Neural style transfer
Among the many applications a neural network can be applied to, there is an interesting field called Neural style transfer. This term refers to an algorithm that takes as input a content-image (e.g. a tortle), a style-image (e.g. artistic waves) and return the content of the content-image as if it was ‘painted’ using the artistic style of the style-image. This technique was initially proposed by Gatys et al in 2105 and the good things is that it does not require any new foundation: it just uses well-known loss functions. In short we define two loss functions, one for the content (DC) and one for the style (DS). DC measures how different the content is between two images, while DS measures how different the style is between two images. Then, we take a third image, the input, (e.g. a with noise), and we transform it in order to both minimize its content-distance with the content-image and its style-distance with the style-image.
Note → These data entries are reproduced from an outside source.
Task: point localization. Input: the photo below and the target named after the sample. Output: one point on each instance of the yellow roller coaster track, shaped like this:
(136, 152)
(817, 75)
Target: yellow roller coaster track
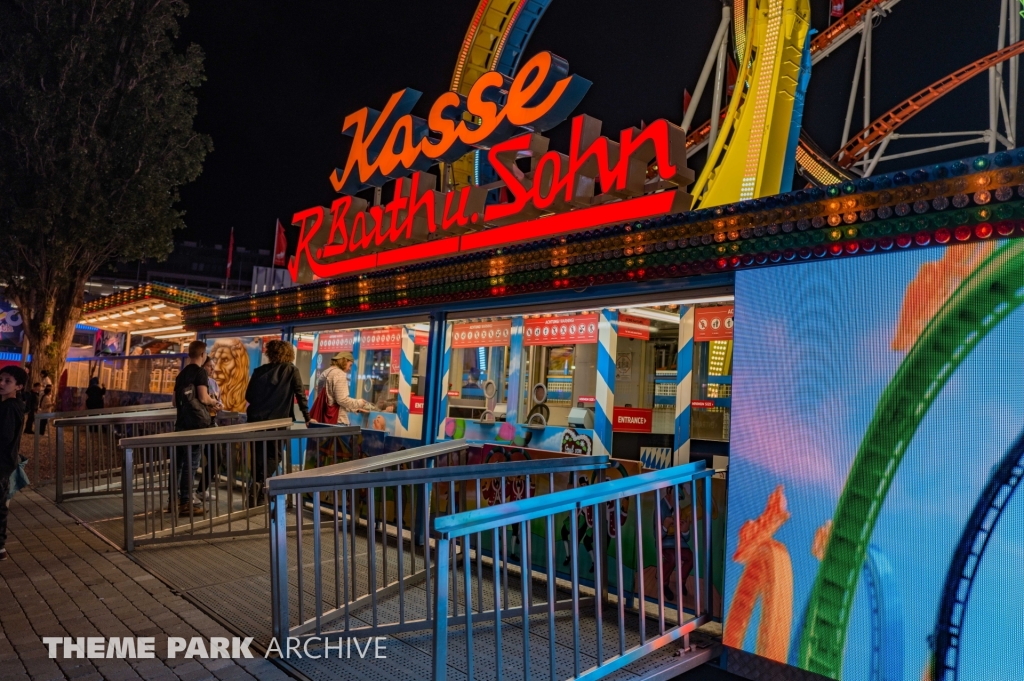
(748, 158)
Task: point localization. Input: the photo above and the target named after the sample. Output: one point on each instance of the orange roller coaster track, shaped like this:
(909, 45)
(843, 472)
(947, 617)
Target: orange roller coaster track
(887, 124)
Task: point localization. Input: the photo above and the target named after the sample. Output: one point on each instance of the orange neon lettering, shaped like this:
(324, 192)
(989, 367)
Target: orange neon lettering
(392, 142)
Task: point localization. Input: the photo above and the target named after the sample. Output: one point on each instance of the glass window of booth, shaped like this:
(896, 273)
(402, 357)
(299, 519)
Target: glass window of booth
(375, 375)
(536, 377)
(478, 371)
(559, 376)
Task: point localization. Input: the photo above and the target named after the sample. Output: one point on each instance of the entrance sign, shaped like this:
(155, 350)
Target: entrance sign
(560, 330)
(632, 420)
(481, 334)
(633, 327)
(598, 182)
(342, 341)
(713, 324)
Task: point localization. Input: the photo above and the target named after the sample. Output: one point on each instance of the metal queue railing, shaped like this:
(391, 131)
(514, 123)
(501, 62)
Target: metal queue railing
(370, 556)
(659, 623)
(89, 461)
(49, 417)
(223, 472)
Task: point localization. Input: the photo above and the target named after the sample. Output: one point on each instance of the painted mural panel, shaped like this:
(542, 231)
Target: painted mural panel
(873, 531)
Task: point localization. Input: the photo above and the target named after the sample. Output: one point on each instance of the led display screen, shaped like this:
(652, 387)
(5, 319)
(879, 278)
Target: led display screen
(877, 444)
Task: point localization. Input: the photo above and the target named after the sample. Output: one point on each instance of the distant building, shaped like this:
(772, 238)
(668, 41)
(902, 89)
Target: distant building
(194, 265)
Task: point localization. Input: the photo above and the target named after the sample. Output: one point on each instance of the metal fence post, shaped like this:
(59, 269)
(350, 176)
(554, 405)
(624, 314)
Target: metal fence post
(440, 611)
(279, 568)
(128, 498)
(58, 463)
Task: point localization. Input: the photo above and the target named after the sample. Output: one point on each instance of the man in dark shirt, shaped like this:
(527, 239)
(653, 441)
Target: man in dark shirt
(192, 397)
(271, 393)
(12, 381)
Johnson et al. (2016) built on the work of Gatys et al., proposing a neural style transfer algorithm that is up to three orders of magnitude faster. The Johnson et al. method frames neural style transfer as a super-resolution-like problem based on perceptual loss functions. While the Johnson et al. method is certainly fast, the biggest downside is that you cannot arbitrarily select your style images like you could in the Gatys et al. method. Instead, you first need to explicitly train a network to reproduce the style of your desired image. Once the network is trained, you can then apply it to any content image you wish. You should see the Johnson et al. method as a more of an “investment” in your style image — you better like your style image as you’ll be training your own network to reproduce its style on content images.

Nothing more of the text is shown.